In Mauritius, section 206 of the Criminal Code creates the offence of “outrage against public and religious morality” through the use of words, exclamations or threats used in a public place or any writing sold or distributed or exhibited in any public place. My reading is that there will be considerable difficulty to bring a Facebook wall post or like under the definition of outrage. When interpreting penal laws, care should be taken not to bring people under the ambit of the law if they do not so fall under the plain ordinary meaning thereof.
Section 282 of the Criminal Code criminalises “Stirring up racial hatred”. Any person who, with intent to stir up hatred against any section of the public, publishes any writing which is threatening, abusive or insulting or broadcasts any such matter, shall commit an offence and shall be liable to a fine not exceeding Rs 25,000 and to prison for a maximum of 10 years. This provision can be used to prosecute Facebook posts and likes.
The other provision of law which is of interest is section 46 of the Information and Communications Act (ICTA). It provides, inter alia, that any person who uses an ICT service for transmitting a message which is grossly offensive, or of an indecent, obscene or menacing character, or for the purpose of causing annoyance, inconvenience or needless anxiety to any person or which is likely to endanger State defense, public safety or public order, commits an offence and is liable to a maximum fine of Rs 1 million and to maximum imprisonment of 5 years. This provision is widely used to prosecute those using a mobile phone to send menacing messages or to cause annoyance.
The Computer Misuse and Cybercrime Act 2003 criminalises, inter alia, the offence of unauthorised access to data and provides that any person who causes a computer system to perform a function, knowing that the access he intends to secure is unauthorised, commits an offence and is liable to a fine not exceeding Rs 50,000 and to imprisonment not exceeding 5 years. This section of the law is used to prosecute the unlawful withdrawal of money at ATMs.
Besides criminal liability, a Facebook post can also entail civil liability under article 1382 of the Civil Code which provides that « Tout fait quelconque, de l’homme, qui cause à autrui un dommage, oblige celui par la faute duquel il est arrivé, à le réparer ».
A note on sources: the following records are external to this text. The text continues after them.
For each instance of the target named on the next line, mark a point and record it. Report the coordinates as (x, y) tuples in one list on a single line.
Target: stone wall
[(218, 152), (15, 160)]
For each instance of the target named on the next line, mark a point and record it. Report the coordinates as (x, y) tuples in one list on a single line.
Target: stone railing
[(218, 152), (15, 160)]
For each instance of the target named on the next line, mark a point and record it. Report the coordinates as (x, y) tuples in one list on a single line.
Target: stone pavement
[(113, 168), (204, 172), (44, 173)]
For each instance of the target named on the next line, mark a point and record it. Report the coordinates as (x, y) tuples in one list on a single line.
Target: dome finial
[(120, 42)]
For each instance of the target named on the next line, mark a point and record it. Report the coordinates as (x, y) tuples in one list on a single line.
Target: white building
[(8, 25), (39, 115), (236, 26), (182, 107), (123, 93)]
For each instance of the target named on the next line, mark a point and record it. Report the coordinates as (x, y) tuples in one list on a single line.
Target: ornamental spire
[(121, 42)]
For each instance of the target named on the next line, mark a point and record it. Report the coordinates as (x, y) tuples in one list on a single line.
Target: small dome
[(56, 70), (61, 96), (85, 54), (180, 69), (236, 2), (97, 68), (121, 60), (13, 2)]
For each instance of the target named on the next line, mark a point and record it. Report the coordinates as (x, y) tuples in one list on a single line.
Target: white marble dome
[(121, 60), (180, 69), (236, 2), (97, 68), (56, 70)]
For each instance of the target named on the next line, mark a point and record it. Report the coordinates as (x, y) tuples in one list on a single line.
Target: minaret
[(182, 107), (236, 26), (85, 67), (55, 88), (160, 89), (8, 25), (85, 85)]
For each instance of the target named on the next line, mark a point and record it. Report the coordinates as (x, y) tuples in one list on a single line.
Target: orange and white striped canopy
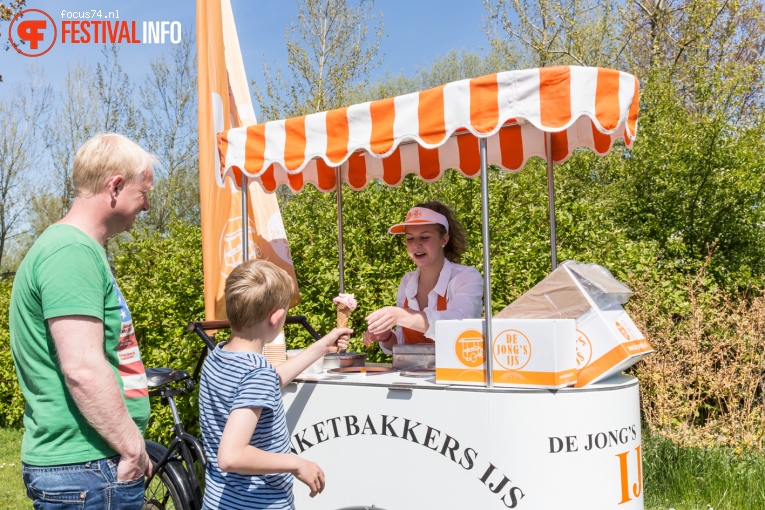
[(427, 132)]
The above legal provisions have to be analysed together with article 12 of our Constitution which protects freedom of expression. The exercise of this freedom is subjected to such conditions or restrictions as are necessary in a democratic society and for the protection of others.
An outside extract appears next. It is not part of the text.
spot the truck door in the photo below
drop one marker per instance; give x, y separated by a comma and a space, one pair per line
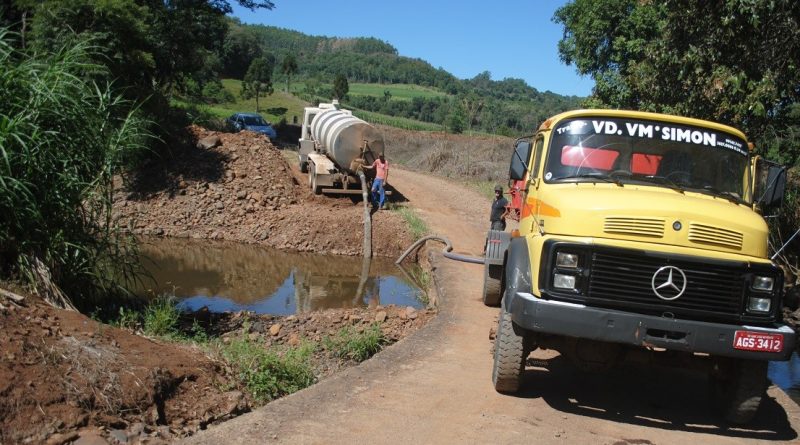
528, 217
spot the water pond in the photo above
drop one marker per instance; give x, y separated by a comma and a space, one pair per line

Mauritian courts have not yet ruled on Facebook posts and likes. It is interesting to note that in India, a woman used Facebook to question the need to shut down Mumbai for the funeral of a controversial political leader. A case of hurting religious feelings through social media was lodged against her and another lady who liked her post. The Press Council of India condemned this incident as a violation of freedom of speech which is guaranteed by article 19 of the Indian Constitution. This attempt by the police to regulate free speech was considered to be “unconstitutional”.
In the UK, a judge defended the right of people to speak their mind even if others are offended as the necessary price of free speech in a case on demotion for opposing gay marriage. In the USA, a Facebook “like” is considered to be a form of speech and is protected under the First Amendment. Clicking the “like” button causes a statement that the user “likes” something to be published. Liking a political candidate’s campaign page communicates the user’s approval of the candidate and supports his campaign; it is the internet equivalent of displaying a political sign on one’s front yard.
Facebook can represent uncontrolled danger to a state. For instance, Facebook was used to coordinate the riots which broke out in London in 2011. For the individual, he considers Facebook as empowering him to communicate as though he was in a law-free zone. This is a mistake. Uncontrolled communications can lead to criminal and civil liability. The legal regulation of social media is challenging because it does not fit with the paradigms of existing laws, which struggles to keep up and adapt to social media, to regulate the individual’s instant access to self-expression.